Initially, this was a place to record daily thoughts, writing and reflection while I tried to figure out how to independently support myself in Manhattan – something I had no clue how I would swing. But in 2011, after blogging for over 800 days straight, I did it. I landed a job as a Writer that enabled me to have my own place, along with my dogs, in the center of the only location in the United States where I manage to find a sense of belonging – New York City.

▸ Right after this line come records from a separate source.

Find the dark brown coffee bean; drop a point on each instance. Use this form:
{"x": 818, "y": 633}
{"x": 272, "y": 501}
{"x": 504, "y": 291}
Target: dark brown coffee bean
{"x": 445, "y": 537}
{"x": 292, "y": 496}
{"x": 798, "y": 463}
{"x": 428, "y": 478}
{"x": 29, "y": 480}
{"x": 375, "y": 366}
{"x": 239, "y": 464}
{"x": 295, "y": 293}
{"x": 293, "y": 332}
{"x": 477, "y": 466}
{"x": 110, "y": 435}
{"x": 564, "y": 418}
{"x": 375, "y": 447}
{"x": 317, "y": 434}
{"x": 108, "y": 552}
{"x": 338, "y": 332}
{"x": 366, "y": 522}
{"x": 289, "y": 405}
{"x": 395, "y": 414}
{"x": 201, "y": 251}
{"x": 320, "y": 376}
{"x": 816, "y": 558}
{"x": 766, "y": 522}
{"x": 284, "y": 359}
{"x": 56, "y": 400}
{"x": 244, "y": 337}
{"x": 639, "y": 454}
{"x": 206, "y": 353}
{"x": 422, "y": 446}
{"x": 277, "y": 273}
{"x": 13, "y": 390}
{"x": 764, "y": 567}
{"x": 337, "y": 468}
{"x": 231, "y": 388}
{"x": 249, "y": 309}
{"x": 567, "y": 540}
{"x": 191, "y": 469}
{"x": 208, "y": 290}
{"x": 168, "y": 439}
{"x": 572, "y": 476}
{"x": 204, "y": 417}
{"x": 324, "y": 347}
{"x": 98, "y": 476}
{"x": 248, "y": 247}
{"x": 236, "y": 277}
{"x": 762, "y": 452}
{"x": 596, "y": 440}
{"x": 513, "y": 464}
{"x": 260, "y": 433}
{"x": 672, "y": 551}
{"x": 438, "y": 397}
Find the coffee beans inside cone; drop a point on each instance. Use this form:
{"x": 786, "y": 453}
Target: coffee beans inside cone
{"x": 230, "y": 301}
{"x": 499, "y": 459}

I didn’t see the backlash of my divorce coming. I was actually diagnosed with post-traumatic stress disorder. I didn’t figure this out until I spent close to three years silently burning down a life that I had worked ceaselessly to build. I believe it when people say everything is hindsight. I also believe in silver linings, although considering what I see in the world – I struggle with that on certain days.
This isn’t an ordinary Writer blog. It’s a collection of snapshots from my life. I’m blessed for the international group of visitors that has grown over the years – over three million reads and counting. I don’t update this site daily anymore. After a recent completion of officially processing my divorce aftermath, an internalization resulted that I’m still navigating. Also, in April 2014, an incident occurred that I can’t talk about for legal reasons. But it tore the bandaid off from a lot of the healing I had achieved and resulted in a shocking spell of PTSD that I still cope with.
I have been writing since I was a little girl. I wrote my first book in third grade. My statement as an Artist is to create a space and timeframe where others can find an emotional assimilation that I feel dwindles in our present electronic age.
Thank you for stopping by. Love to you, yours and ours. Namaste.